We have not come out one way or another. We have expressed our interest in working with the new Congress and new administration as they work through the policy alternatives to the ACA. But we’re waiting to see what’s on the table.
There’s a huge component of internal health system reform involved in the ACA. What might happen to that large component of the law?
Our understanding is that wholesale repeal of all of those pieces is unlikely to happen through reconciliation. So we are just looking forward to, once that dialogue does begin as to what the legislative package starts to look like, we look forward to providing input on how Congress can capitalize on that bipartisan initiative to repeal the SGR and create MACRA, and help to reduce excessive regulation, and support business-friendly policies.
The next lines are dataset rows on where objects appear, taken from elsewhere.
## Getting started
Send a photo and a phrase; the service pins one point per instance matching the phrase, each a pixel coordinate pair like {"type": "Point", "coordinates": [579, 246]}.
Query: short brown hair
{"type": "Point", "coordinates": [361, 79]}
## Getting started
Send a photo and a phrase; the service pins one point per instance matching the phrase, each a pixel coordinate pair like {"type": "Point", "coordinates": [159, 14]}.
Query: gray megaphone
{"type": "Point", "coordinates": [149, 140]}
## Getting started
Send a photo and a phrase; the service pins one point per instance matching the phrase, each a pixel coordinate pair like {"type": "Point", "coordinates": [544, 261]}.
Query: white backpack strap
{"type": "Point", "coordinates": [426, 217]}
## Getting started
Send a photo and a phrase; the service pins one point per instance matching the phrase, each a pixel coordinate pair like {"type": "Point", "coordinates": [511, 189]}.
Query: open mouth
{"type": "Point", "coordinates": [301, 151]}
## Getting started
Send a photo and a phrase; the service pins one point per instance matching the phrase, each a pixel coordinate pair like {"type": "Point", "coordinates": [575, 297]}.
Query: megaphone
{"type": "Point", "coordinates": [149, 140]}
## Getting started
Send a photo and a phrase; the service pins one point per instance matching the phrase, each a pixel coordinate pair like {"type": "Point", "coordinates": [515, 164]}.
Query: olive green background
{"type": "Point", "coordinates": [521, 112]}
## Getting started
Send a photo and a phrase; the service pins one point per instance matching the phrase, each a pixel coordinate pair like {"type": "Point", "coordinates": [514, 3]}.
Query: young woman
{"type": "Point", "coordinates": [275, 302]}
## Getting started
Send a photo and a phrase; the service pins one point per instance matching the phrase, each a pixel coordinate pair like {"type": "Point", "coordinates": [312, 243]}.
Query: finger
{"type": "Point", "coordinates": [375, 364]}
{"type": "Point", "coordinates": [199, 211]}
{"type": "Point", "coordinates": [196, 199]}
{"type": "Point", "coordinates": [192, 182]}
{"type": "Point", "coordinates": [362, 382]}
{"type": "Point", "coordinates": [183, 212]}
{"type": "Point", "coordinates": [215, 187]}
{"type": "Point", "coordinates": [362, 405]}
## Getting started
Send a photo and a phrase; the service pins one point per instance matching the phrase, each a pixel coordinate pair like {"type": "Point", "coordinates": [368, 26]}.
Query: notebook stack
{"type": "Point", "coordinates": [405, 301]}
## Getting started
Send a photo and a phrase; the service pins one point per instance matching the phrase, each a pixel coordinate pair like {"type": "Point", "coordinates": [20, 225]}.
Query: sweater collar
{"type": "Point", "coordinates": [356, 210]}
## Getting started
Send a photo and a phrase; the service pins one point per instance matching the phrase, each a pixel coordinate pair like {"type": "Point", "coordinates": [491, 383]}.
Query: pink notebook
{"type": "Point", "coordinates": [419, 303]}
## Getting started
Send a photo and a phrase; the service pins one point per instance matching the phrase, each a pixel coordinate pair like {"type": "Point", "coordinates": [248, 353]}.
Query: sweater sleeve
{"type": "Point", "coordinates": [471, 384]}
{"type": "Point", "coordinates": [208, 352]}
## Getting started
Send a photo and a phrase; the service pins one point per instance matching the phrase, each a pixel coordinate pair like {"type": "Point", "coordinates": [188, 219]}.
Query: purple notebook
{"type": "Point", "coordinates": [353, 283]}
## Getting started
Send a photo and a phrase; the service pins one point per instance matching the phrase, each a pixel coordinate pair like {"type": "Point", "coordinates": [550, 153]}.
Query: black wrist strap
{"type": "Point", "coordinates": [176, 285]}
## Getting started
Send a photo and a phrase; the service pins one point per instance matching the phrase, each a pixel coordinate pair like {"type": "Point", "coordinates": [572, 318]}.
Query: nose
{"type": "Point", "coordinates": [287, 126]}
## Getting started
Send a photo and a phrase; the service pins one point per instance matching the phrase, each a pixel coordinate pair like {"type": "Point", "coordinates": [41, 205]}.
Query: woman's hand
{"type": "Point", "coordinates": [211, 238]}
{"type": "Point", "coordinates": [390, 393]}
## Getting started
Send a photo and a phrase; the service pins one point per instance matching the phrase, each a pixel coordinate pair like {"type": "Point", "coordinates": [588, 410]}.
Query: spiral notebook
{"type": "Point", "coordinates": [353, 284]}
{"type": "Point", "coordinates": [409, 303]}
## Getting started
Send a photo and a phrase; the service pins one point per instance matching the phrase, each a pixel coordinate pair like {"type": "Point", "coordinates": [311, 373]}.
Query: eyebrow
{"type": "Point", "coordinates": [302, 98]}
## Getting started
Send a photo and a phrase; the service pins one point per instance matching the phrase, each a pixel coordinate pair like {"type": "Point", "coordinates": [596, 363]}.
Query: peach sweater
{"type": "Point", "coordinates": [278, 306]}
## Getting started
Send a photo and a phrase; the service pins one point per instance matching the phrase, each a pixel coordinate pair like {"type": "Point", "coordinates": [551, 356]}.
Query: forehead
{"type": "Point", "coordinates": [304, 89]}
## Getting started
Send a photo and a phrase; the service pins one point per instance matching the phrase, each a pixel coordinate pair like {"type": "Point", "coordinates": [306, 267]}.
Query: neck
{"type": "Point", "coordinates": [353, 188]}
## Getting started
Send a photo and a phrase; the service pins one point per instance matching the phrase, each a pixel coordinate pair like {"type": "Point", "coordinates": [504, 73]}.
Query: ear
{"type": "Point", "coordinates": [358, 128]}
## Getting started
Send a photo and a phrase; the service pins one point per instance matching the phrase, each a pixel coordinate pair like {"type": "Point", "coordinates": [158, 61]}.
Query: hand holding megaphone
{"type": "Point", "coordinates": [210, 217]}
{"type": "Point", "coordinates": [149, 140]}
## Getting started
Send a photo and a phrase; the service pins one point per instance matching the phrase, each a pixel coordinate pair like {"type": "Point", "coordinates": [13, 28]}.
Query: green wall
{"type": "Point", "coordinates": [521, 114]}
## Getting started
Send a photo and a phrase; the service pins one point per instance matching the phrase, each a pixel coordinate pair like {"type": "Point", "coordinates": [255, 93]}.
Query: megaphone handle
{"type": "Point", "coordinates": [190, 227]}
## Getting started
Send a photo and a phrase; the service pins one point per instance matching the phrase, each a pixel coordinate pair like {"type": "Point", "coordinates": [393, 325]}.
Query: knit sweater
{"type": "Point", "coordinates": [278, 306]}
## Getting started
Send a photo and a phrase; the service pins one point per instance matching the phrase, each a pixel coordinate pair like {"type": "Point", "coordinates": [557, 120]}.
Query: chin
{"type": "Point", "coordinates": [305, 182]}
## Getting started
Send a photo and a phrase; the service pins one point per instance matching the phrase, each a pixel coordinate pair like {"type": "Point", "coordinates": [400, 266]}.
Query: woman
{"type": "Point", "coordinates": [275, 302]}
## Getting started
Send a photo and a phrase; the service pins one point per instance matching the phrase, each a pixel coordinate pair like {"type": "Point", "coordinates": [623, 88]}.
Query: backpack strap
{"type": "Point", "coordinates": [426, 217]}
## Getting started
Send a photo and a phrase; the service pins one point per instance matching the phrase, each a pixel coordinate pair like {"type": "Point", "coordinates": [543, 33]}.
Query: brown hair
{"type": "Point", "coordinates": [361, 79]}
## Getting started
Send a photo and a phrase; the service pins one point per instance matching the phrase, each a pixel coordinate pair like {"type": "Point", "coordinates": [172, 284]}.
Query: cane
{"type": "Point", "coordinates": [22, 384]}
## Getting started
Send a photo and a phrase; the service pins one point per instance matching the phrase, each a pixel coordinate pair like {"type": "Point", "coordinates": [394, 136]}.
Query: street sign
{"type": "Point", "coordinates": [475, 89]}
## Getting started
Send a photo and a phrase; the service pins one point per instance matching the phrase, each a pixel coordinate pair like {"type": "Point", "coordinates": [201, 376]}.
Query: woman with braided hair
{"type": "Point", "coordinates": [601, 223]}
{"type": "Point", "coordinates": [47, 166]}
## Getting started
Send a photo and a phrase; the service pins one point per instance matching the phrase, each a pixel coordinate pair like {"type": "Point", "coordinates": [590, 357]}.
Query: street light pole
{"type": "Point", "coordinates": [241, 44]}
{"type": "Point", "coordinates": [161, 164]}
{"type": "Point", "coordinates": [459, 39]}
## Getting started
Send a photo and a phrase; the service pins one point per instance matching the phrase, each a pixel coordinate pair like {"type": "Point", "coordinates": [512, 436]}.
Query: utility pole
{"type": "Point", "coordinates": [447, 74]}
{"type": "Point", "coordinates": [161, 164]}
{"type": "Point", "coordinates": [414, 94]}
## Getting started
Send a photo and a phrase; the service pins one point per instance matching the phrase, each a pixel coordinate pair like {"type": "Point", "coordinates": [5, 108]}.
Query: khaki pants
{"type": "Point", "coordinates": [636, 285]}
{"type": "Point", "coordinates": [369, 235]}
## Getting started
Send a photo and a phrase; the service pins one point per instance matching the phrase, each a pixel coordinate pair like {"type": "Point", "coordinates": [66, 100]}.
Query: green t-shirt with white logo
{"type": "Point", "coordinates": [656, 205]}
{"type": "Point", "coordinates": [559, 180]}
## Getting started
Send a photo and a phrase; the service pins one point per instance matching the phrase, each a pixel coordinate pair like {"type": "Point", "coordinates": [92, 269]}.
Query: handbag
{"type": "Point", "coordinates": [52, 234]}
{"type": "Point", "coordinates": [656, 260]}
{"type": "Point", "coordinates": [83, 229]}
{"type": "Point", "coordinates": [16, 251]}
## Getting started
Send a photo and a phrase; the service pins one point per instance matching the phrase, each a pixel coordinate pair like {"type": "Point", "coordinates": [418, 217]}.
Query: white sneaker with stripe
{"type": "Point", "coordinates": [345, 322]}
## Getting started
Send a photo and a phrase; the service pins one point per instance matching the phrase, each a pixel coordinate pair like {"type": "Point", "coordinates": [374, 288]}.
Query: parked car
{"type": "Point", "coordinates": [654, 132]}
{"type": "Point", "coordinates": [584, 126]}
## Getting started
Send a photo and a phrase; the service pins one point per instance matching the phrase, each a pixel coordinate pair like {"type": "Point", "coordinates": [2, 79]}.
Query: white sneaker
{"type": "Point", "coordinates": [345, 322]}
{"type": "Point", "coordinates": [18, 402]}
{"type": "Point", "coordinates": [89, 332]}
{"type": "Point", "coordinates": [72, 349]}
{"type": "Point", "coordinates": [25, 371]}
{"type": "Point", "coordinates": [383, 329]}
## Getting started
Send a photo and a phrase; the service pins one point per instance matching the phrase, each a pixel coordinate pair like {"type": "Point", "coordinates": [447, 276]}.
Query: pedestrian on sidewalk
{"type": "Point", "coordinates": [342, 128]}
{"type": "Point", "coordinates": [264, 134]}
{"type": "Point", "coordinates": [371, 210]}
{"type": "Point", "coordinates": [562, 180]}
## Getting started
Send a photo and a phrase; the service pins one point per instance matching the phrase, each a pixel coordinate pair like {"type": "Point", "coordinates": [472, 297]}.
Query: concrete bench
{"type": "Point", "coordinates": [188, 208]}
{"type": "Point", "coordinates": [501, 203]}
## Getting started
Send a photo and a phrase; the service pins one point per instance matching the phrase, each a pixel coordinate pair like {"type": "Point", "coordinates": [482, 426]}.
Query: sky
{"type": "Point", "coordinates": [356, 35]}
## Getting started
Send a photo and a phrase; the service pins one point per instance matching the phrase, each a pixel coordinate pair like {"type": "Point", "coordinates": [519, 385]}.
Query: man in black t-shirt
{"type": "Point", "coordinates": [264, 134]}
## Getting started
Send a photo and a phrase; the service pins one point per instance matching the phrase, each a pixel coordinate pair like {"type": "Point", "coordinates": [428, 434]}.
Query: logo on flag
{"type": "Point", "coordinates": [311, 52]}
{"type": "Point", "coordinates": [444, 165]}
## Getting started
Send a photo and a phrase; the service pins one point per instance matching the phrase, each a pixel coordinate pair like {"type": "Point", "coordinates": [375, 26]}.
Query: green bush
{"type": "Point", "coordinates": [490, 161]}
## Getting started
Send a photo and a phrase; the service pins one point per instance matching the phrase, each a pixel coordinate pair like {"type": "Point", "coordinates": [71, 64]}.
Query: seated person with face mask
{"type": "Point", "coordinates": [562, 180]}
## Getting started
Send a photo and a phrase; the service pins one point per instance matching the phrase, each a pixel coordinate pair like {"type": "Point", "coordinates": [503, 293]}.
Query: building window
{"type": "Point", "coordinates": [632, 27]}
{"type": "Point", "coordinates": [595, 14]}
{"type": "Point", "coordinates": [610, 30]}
But at this point, we don’t see too many of those issues being impacted through the reconciliation process.
What are your members telling you about this current healthcare legislative situation and environment?
As far as the regulatory environment goes, we’re seeing a lot of requests for clarification on MACRA from CMS. What we’ve been seeing since October 14 is clarification for practices on how they can comply and also leverage it as part of broader healthcare quality improvement activities. We see tremendous interest in simplifying the MIPS requirements.
Do you have any thoughts on where Seema Verma might be headed as CMS Administrator?
I cannot comment on that.
What do you think will happen overall in the next year or two?
It’s hard to know without a crystal ball; I don’t want to make any predictions at this point. But we’re looking forward to being at the table, making improvements to the healthcare system, mitigating the burden on medical group practices, and helping to provide high-quality, effective care across the whole country.